ProductivityProject Management
Is Project Management Right For You? Consider These 5 Things First
Almost all new graduates think about the project management as someone’s ideal, dream job. This article will give you an advice that could change your thinking about project management.
1. Understand yourself
One certain advice is how your early interests and values will make your decisions on what career works for you. The advice is to take some time to really understand who you are and what career or dream job really fits with what you find out about yourself.
We all recognize that being able to understand ourselves would be great, but the reality is, it is not an easy task.
Of course, you may have a reasonable idea about who you are and what you enjoy doing. The interesting thing about a career in project management is that you don’t have to fixate on the role of project manager – there are other jobs that might be more suitable for you. You could be a data or business analyst, a planner, communications specialist, or office manager, depending on what you prefer – process, numbers or live communication.
2. Focus on transferable skills, but don’t expect too much
Transferable skills are important, but not enough when working in a real project; more in-depth knowledge is needed to be able to adapt and apply to the situations that can arise.
Over years project management skills and techniques have been developed and standardized to enable trained project managers to meet and manage the difficulties that obviously appear in the projects. They define the science of project management, pulling the right kind of planning technique at the right time to meet a new or unexpected problem. When a project manager creates a plan – it is not only a to-do list. A formal project manager has to apply professional project knowledge like work breakdown structures, critical paths, etc. which ultimately ask for transferable planning skills, you should transfer into something which is more professionalized.
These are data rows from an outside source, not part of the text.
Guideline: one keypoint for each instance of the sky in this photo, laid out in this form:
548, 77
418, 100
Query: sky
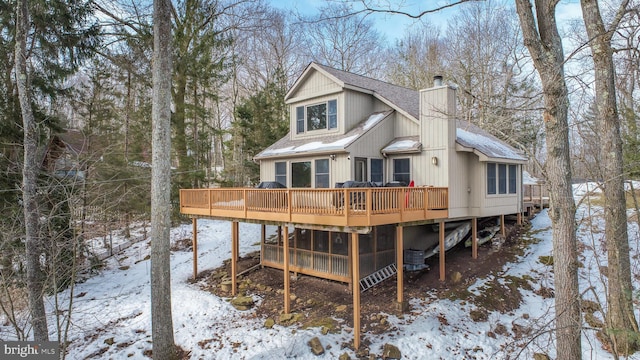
112, 319
393, 26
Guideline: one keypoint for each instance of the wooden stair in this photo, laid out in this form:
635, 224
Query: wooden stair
377, 277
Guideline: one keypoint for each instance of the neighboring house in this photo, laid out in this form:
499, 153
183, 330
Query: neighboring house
64, 155
346, 128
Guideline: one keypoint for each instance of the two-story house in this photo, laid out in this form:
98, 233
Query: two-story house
354, 145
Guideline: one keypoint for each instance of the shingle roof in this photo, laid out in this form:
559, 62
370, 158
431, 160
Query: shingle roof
329, 143
471, 136
404, 98
400, 98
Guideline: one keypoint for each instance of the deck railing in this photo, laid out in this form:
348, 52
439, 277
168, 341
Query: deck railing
341, 207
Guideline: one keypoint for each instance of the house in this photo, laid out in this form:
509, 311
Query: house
354, 145
64, 154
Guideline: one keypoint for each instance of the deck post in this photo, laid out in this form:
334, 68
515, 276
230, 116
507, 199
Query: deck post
285, 254
442, 250
234, 257
355, 259
263, 239
400, 264
474, 238
194, 222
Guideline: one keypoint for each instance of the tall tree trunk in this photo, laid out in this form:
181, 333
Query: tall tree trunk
35, 277
544, 43
621, 325
161, 319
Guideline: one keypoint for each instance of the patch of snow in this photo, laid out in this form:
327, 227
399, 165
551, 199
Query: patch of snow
487, 146
116, 304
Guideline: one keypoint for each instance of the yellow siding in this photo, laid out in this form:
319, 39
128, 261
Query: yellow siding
316, 85
405, 127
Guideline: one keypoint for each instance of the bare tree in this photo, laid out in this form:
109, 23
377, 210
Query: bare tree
417, 57
341, 39
161, 318
29, 178
621, 325
541, 37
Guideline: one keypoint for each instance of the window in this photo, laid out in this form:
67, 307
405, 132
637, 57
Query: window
301, 174
361, 169
281, 173
333, 114
320, 241
299, 119
323, 116
401, 171
502, 179
376, 171
317, 117
322, 173
513, 179
491, 178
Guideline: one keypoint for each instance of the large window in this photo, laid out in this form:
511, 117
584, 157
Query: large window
321, 116
322, 173
513, 179
281, 173
502, 179
377, 171
301, 174
361, 169
402, 171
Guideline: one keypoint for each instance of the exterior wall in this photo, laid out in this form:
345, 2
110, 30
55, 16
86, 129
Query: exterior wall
312, 101
268, 168
315, 85
356, 107
405, 127
483, 204
461, 189
437, 134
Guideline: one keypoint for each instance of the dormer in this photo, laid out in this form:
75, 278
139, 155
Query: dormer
321, 103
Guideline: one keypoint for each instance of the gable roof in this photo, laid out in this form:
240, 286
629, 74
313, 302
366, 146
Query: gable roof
472, 138
400, 98
286, 147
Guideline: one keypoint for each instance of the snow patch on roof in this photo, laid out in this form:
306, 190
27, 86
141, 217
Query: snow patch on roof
312, 146
402, 144
373, 119
486, 144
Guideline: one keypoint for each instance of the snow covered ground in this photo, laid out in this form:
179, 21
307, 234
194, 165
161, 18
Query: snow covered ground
111, 311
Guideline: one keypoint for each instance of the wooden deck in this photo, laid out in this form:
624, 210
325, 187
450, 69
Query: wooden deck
347, 207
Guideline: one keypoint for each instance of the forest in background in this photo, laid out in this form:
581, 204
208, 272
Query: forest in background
89, 66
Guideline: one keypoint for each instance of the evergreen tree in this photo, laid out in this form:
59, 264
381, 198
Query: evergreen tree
261, 120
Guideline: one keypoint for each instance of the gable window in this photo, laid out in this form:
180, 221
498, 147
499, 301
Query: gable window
513, 179
301, 174
281, 173
361, 169
323, 116
322, 173
333, 114
402, 171
376, 171
491, 178
502, 179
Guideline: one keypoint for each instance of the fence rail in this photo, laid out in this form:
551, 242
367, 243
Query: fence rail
342, 207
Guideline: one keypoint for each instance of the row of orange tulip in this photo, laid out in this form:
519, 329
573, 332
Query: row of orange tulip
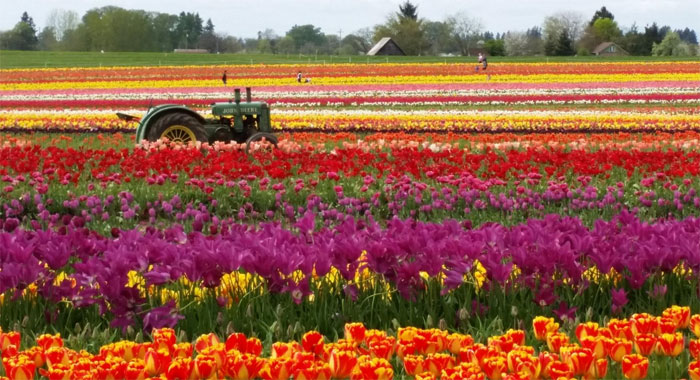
366, 354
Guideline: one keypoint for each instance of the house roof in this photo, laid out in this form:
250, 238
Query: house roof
376, 48
604, 46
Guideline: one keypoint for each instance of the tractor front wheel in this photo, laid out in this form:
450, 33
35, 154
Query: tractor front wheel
178, 128
269, 137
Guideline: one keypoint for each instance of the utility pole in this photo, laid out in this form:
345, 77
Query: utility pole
340, 40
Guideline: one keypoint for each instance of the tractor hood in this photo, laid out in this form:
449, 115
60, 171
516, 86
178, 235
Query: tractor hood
231, 108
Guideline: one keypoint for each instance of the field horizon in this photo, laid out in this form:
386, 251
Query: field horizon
10, 59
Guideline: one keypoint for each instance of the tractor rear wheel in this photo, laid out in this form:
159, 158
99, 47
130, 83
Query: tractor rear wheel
178, 128
269, 137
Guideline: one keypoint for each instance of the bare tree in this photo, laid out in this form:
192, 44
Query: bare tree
466, 30
572, 22
516, 43
62, 21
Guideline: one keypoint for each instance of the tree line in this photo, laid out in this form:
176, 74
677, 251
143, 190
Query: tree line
566, 33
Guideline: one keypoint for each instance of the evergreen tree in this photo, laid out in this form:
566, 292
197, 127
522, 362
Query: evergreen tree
564, 45
408, 11
22, 36
601, 13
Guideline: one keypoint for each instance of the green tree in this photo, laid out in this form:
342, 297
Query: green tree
47, 39
188, 30
354, 44
495, 47
164, 35
564, 46
605, 29
672, 45
62, 22
306, 36
466, 31
634, 42
409, 34
601, 13
406, 29
22, 36
408, 10
209, 40
439, 36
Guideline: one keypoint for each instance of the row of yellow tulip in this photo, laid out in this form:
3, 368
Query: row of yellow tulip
366, 354
354, 80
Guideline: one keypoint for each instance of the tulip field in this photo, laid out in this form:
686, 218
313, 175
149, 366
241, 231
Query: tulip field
417, 220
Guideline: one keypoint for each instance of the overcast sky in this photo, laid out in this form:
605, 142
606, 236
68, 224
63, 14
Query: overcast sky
243, 18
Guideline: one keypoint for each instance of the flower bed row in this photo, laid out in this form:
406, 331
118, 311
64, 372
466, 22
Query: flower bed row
540, 263
643, 345
340, 70
333, 120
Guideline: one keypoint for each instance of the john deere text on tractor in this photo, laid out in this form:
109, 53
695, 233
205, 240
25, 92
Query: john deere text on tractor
243, 122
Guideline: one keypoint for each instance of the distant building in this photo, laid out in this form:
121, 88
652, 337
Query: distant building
609, 49
386, 46
196, 51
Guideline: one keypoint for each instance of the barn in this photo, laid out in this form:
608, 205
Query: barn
386, 46
607, 49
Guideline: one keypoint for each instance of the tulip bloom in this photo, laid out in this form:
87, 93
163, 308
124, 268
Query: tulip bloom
312, 341
355, 332
494, 367
596, 344
586, 329
456, 342
180, 369
635, 367
135, 371
46, 341
694, 348
342, 363
372, 369
313, 371
11, 338
619, 349
679, 314
694, 370
579, 359
276, 369
557, 369
414, 364
19, 368
285, 350
164, 339
156, 362
556, 341
598, 370
671, 344
182, 350
205, 367
243, 366
206, 340
644, 344
56, 355
435, 363
544, 327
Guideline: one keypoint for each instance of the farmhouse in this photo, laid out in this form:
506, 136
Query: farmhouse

For example, just because we can diagnose the flu, it doesn’t make us a doctor.
3. Not always welcomed
The third advice we can give you is about not waiting around to find your desired job, but to take off there and make it happen. The advice is to search for ‘half open doors’ which you can push to get a chance.
One frustrating issue for people looking to get into project management is they know the secret – ‘can’t get a job without experience, can’t get experience without a job’. To get out this frustration, when they talk to people who are already working in project management and they ask how they managed to do it – the answer is often, that they got the Project Manager’s position accidentally, without looking for it.
Whatever is your current job, you can look around and you will see that improvements need to be made in either the job you do or maybe in the whole department. You could politely ask the bosses if you can be given the opportunity to make a particular improvement. This improvement is an initiative, i.e. a project. This could be an ideal opportunity to bring together your recent project management training in completing this assigned project.
4. Try to be realistic
People sometimes like the idea of project management, because they have a friend who works as a Project manager, and they like the things their friend chooses to share with them. There are some people who are looking to move into project management and their views about what being a project manager is actually like change afterwards.
It will be difficult to predict whether your ideas about working in project management actually match up with the reality. There are also other issues, such as the multiple realities of project management depending on which industry you work in, the types of organizations, the types of projects being managed and so on.
Sometimes we only hear what we want to hear, rather than to trust what we hear about the working in project management.
5. Identify your desires
People looking for a new role of project manager have a range of reasons for trying to do so. Some think it’s a job that is well paid, and they’d like to do that. Others look at their transferable skills and think where they can apply them and apparently – project management as an option appears on the horizon. Others have really deeply considered it, and you can admit that it is really driven from a point of a burning passion for doing it. That’s good because ultimately that’s what you’re going to need to keep you driving forward to make it happen.
You should do everything possible to find out and understand what it really means to be a project manager in today’s business world. That means a lot of reading, research and meeting people, in order to get the real aspects of the PM job. You should do this first before you should make a decision about your education and training.